Adam

phasic.svgd.Adam(learning_rate=0.001, beta1=0.9, beta2=0.999, epsilon=1e-08)

Adam optimizer for SVGD with per-parameter adaptive learning rates.

Adam maintains running estimates of the first moment (mean) and second moment (uncentered variance) of gradients, using these to adaptively scale updates per-parameter. This is especially useful when: - Gradients have vastly different scales across parameters - Dataset size causes large gradient magnitudes - Optimization landscape has varying curvature

Parameters

learning_rate : float or StepSizeSchedule = 0.001

Base learning rate (α in Adam paper).

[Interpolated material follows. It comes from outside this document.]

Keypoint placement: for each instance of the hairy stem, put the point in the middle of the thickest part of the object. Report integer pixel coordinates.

Can be a schedule (e.g., ExpStepSize, WarmupExpStepSize) for learning rate decay during optimization.

beta1 : float or StepSizeSchedule = 0.9

Exponential decay rate for first moment estimates (momentum). Higher = more smoothing, slower adaptation. Can be a schedule for advanced warmup strategies.

beta2 : float or StepSizeSchedule = 0.999

Exponential decay rate for second moment estimates (gradient variance). Higher = longer memory of gradient magnitudes. Can be a schedule.

epsilon : float = 1e-8

Small constant for numerical stability in division.

Attributes

m : array or None

First moment estimate (shape: n_particles, theta_dim)

v : array or None

Second moment estimate (shape: n_particles, theta_dim)

t : int

Current timestep (for bias correction)

Examples

>>> from phasic import SVGD, Adam
>>>
>>> # Create optimizer with default settings
>>> optimizer = Adam(learning_rate=0.01)
>>>
>>> # Use with SVGD
>>> svgd = SVGD(
...     model=model,
...     observed_data=observations,
...     theta_dim=2,
...     optimizer=optimizer,
...     n_particles=50,
...     n_iterations=200
... )
>>> svgd.fit()
>>>
>>> # Exponential decay learning rate
>>> optimizer = Adam(learning_rate=ExpStepSize(first_step=0.01, last_step=0.001, tau=500))
>>>
>>> # Warmup + decay (recommended for large models)
>>> optimizer = Adam(learning_rate=WarmupExpStepSize(peak_lr=0.01, warmup_steps=70))

References

Kingma, D. P., & Ba, J. (2014). Adam: A Method for Stochastic Optimization. arXiv:1412.6980. https://arxiv.org/abs/1412.6980

Notes

When using Adam, the learning_rate parameter passed to SVGD is ignored in favor of the optimizer’s learning rate.

Methods

Name Description
reset Reset optimizer state for given particle shape.
step Compute Adam update given SVGD gradient direction.

reset

phasic.svgd.Adam.reset(shape)

Reset optimizer state for given particle shape.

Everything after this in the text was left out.